O outro documento, “Sugestão para diretrizes e ações políticas do Conselho Superior do Cinema”, foi encaminhado por Mariza Leão e Roberto Moreira e trazia propostas para o conselho, como a articulação de alguns ministérios com o MinC.

– Mas recomendamos vivamente a revisão dos procedimentos de análise e acompanhamento de projetos, porque estão impactando de maneira brutal na produção. Existe um consenso entre exibidores, produtores, distribuidores e diretores. Ninguém aguenta mais tanta burocracia. A cadeia cinematográfica toda sofre com os excessos de exigências. Está todo mundo estrangulado – diz Mariza Leão, produtora de filmes como “Meu nome não é Johnny”, “De pernas pro ar” e “Lamarca”.

O texto dos cineastas propõe várias medidas, em especial relativas a filmes de autor, “segmento empreendedor e criativo”, que oxigena a atividade, renova as técnicas e as linguagens, diversifica as temáticas e inova os olhares, “cuja importância não vem sendo satisfatoriamente reconhecida”. Subscrevem o documento nomes como Nelson Pereira dos Santos, Ruy Guerra, Walter Carvalho, Rosane Svartman, Beto Brant, Heitor Dhalia, Laís Bodanzky, Eliane Caffé, Roberto Gervitz, Cao Hamburger, Alberto Salvá, Zelito Viana, Orlando Senna, Murilo Salles e Ugo Giorgetti.

Tizuka ilustra como a burocracia afeta um cineasta.

– Meu filme “Amazônia Caruana” está nos finalmentes. Mas estou parada, não consigo terminá-lo. Preciso captar para a finalização. Fiquei 2010 sem captar, porque a autorização só saiu em setembro. E este ano pedi a autorização no começo de janeiro e até agora não saiu.

Uma produtora dá outro exemplo.

– Imagine que durante três anos eu vou ao mercado captar patrocínio. Finalmente estou perto e penso: “Consegui, agora vou poder tocar meu filme.” Aciono elenco e equipe, mas aí dependo de que a Ancine aprove a movimentação de meus recursos. O prazo vai se alargando e isso impacta na possibilidade de iniciar meu filme.
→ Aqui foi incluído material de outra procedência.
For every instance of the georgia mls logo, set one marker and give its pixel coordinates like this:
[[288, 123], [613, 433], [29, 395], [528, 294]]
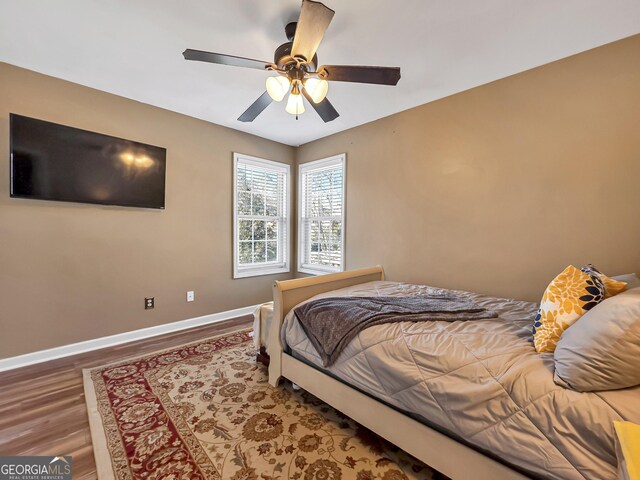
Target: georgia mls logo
[[35, 468]]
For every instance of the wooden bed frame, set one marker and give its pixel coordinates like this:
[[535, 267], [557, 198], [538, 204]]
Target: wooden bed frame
[[437, 450]]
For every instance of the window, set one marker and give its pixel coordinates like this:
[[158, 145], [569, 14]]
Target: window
[[261, 217], [321, 216]]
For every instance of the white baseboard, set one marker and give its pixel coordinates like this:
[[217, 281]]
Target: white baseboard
[[82, 347]]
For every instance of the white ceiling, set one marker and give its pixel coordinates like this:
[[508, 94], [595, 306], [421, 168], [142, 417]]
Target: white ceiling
[[134, 48]]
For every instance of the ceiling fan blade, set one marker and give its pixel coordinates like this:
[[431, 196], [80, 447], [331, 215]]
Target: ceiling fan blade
[[223, 59], [359, 74], [314, 20], [324, 108], [256, 108]]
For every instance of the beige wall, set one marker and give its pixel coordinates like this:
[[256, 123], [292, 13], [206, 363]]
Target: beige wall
[[498, 188], [71, 272], [495, 190]]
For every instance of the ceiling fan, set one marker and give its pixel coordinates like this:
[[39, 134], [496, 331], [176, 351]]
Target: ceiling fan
[[296, 64]]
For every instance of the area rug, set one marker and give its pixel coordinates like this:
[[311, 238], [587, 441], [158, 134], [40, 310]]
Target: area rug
[[205, 411]]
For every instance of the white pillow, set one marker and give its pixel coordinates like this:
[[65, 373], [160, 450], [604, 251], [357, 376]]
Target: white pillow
[[601, 351]]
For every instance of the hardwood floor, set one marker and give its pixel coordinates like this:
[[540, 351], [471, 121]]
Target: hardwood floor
[[42, 407]]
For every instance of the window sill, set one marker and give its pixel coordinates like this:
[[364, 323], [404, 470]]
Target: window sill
[[317, 271], [258, 272]]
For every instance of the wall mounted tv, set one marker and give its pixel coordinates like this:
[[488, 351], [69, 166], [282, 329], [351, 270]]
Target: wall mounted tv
[[65, 164]]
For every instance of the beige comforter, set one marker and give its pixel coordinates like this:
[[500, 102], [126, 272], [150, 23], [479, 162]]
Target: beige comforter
[[482, 382]]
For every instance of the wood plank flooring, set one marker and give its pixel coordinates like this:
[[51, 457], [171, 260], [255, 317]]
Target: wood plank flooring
[[42, 407]]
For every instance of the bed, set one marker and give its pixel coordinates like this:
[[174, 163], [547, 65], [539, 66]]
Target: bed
[[470, 399]]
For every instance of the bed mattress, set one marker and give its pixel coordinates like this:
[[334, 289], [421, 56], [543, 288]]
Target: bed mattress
[[482, 382]]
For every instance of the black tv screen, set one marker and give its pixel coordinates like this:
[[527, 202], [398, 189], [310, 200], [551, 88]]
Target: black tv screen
[[66, 164]]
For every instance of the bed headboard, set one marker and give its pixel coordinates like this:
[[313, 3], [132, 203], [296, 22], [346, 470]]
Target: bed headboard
[[289, 293]]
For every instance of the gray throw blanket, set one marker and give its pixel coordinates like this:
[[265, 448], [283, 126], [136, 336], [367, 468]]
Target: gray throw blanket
[[331, 323]]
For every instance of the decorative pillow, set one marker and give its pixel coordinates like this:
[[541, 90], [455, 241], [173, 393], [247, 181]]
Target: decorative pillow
[[631, 279], [602, 350], [612, 287], [565, 300], [628, 450]]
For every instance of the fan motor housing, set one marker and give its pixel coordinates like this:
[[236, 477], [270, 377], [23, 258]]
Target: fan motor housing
[[282, 57]]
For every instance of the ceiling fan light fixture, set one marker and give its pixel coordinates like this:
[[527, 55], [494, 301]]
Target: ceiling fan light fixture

Outra queixa é quanto à prestação de contas dos projetos incentivados.

– Você tem a prestação normal e a especial, que é quando se tem suspeita de irregularidade. A Ancine faz sempre o procedimento especial. Não se pode partir do pressuposto de que os produtores e diretores já são mal intencionados – diz Tetê. – É um inferno, estão matando especialmente os pequenos produtores, que não têm infraestrutura para responder às exigências.

Segundo a diretora Lucia Murat, o que se combate são “os processos kafkianos, o estabelecimento de concursos que nada avaliam sobre cinema, trazendo funcionários completamente desligados do mundo cinematográfico e com uma visão rancorosa e acusadora dos cineastas”. O produtor e diretor Marcio Curi critica o “excesso de controles, frequentemente desnecessários, redundantes, sobrepostos ou inoportunos” que “estão onerando excessivamente os custos das produções e levando a própria Ancine a não conseguir” atendê-los.
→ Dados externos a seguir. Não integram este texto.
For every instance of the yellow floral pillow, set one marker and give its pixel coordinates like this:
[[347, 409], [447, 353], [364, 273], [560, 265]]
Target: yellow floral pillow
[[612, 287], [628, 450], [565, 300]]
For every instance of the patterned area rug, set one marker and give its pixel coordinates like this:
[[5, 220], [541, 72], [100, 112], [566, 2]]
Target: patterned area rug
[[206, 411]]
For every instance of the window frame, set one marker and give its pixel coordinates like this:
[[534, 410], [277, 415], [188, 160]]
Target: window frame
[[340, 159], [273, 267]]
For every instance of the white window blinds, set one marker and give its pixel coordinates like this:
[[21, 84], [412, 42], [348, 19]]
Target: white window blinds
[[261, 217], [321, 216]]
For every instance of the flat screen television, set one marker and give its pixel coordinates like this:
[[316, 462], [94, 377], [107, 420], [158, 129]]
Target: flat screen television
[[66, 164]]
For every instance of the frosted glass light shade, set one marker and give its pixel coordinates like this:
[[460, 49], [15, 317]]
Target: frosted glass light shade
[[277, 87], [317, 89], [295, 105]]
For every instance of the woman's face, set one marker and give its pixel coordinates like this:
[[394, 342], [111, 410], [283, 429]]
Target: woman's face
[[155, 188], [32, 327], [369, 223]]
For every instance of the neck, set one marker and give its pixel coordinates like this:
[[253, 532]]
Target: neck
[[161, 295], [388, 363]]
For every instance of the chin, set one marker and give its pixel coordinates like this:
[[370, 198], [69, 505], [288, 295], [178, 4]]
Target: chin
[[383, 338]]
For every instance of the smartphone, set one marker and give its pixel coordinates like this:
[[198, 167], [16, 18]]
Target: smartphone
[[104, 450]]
Entre outras propostas para “aperfeiçoar” a gestão da Ancine, estão a renovação automática de captação de recursos e o prazo de até seis meses para a solução das pendências relativas a projetos incentivados acumulados na Ancine. No caso das estatais, sugere-se o estímulo à transparência no processo de seleção de projetos, proporcionando o acesso ao produtor dos pareceres técnicos. Quanto ao Fundo Setorial do Audiovisual, pede-se que se considere o público não pagante (festivais, mostras, espaços públicos e associações comunitárias) como fator de avaliação do desempenho dos filmes e das empresas. Uma decisão que saiu do encontro foi a criação de uma associação de realizadores de longas-metragens, em junho.
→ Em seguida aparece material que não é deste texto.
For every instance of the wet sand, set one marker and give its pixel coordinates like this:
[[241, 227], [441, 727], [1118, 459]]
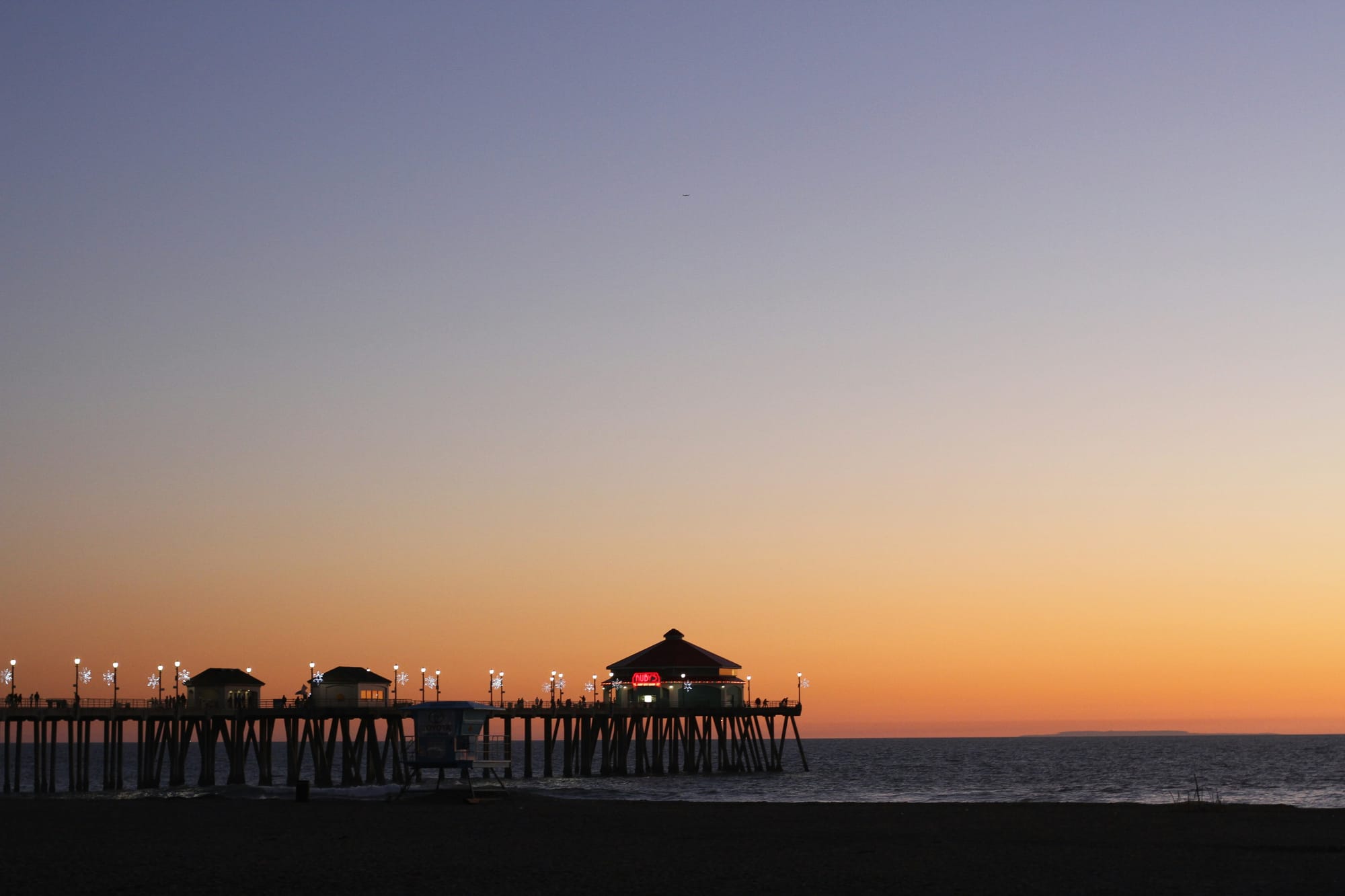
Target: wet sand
[[527, 844]]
– Com isso, haverá maior articulação entre as várias associações e se criará uma representação nacional – diz Tetê.

Procurada, a Ancine, através de sua assessoria de imprensa, disse, em nota, que os documentos “oferecem aos órgãos governamentais contribuições importantes” para o desenvolvimento da política pública do audiovisual. A nota diz, ainda: “Os pontos abordados, no que dizem respeito às atividades da Ancine, serão devidamente analisados.”